2024 Better World MBA - Top 10 Large Schools
2024 rank | School | Country | Average annual graduates* |
---|---|---|---|
1 | Colorado State University College of Business | U.S. | 178 |
2 | Centrum PUCP Business School | Peru | 744 |
3 | Warwick Business School | U.K. | 107 |
4 | University of British Columbia - Sauder School of Business | Canada | 103 |
5 | York University - Schulich School of Business | Canada | 318 |
6 | Toronto Metropolitan University - Ted Rogers School of Management | Canada | 118 |
7 | International Institute for Management Development (IMD) | Switzerland | 96 |
8 | INSEAD | France | 1081 |
9 | Gordon Institute of Business Science | South Africa | 233 |
10 | Erasmus University - Rotterdam School of Management | Netherlands | 132 |
*Average of 2022 and 2023 MBA graduates
Note: A large school is defined as an MBA program with over 80 graduates a year.
Methodology
The 2024 Corporate Knights Better World MBA Top 40 ranking examines the performances of 174 business schools, drawn from the most recent Financial Times list of the top-100 global MBA programs; the Princeton Review’s Best Green MBA list; the schools that made the 2023 Corporate Knights Better World top-40 roster; and business schools accredited by the Association of MBAs, the AACSB (Association to Advance Collegiate Schools of Business) or the EFMD (European Foundation for Management Development) Quality Improvement System (EQUIS) and also signatories to the UN Principles for Responsible Management Education that opt in for evaluation.

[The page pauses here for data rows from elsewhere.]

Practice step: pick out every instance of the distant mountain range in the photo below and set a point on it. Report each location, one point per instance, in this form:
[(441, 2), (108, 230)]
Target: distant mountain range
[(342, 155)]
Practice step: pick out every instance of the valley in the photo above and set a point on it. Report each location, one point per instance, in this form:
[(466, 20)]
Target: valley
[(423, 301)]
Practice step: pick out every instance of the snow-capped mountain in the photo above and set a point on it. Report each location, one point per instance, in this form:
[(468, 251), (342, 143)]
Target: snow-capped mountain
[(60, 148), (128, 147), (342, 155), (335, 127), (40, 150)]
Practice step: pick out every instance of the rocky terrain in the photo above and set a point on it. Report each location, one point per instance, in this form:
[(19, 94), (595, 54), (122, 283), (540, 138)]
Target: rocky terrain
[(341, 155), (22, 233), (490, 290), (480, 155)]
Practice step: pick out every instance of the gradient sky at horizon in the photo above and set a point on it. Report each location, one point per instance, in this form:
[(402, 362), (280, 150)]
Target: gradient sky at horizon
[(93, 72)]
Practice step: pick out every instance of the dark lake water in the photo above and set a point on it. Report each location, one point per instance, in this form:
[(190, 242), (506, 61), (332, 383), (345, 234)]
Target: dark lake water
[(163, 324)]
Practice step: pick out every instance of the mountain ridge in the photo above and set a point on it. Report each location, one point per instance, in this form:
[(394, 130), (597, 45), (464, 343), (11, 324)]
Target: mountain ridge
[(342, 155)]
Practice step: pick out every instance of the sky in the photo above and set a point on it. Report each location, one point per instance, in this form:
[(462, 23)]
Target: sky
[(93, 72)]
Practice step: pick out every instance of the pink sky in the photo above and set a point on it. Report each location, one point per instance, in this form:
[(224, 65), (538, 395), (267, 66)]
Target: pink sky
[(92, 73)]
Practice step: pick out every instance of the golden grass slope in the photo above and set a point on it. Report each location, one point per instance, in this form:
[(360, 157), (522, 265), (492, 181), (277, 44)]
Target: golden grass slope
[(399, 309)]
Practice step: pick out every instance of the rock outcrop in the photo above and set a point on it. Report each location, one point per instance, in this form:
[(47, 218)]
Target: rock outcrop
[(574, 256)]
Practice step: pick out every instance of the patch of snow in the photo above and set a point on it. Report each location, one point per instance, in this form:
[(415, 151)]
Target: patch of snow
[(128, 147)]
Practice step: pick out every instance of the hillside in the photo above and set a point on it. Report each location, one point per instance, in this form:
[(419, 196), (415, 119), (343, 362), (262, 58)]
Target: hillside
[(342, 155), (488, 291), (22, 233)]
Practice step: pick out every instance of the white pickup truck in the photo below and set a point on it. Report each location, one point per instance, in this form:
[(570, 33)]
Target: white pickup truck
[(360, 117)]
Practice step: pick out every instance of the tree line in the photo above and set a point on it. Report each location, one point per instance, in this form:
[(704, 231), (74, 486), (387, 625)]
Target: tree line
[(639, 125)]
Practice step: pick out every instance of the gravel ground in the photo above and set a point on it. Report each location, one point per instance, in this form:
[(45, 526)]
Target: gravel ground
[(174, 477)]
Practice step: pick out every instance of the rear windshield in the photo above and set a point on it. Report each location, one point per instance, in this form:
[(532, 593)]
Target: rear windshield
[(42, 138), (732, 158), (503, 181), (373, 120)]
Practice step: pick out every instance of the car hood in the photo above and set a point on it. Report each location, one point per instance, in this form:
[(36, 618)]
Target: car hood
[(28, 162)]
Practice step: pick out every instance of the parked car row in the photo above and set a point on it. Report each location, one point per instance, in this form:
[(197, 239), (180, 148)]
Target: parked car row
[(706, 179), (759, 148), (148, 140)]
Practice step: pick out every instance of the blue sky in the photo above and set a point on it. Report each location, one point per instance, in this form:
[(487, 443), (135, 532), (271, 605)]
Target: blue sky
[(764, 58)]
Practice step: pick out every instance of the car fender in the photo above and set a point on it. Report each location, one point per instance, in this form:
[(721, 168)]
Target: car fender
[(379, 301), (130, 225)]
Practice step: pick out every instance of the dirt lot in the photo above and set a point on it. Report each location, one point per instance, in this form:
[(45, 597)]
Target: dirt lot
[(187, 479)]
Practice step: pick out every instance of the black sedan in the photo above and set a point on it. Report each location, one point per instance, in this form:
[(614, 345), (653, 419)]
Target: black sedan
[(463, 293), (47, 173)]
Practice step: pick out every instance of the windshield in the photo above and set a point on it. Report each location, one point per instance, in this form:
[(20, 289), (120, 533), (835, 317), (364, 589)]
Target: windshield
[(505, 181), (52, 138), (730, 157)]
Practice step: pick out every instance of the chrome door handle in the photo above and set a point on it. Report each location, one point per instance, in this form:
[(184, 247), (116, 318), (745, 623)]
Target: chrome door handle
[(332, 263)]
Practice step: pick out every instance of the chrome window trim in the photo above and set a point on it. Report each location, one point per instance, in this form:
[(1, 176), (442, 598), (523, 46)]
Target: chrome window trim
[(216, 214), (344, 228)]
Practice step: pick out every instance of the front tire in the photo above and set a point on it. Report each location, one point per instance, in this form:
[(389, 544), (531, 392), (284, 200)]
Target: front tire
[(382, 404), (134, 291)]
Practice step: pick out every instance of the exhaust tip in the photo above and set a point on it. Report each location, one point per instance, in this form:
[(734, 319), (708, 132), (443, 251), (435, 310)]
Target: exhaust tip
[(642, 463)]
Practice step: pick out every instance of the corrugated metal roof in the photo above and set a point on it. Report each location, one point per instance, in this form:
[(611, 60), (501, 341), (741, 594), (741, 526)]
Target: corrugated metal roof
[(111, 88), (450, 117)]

Based on publicly disclosed information on their websites, schools are evaluated on the sustainability content of their core courses and can review and request revisions to the analysis. Additionally, schools may voluntarily provide the number of recent graduates employed with impact organizations for up to a 10% alumni impact bonus to their overall score.
Correction: An earlier version of this story understated the number of nationalities represented in the MBA cohort at Maastricht University.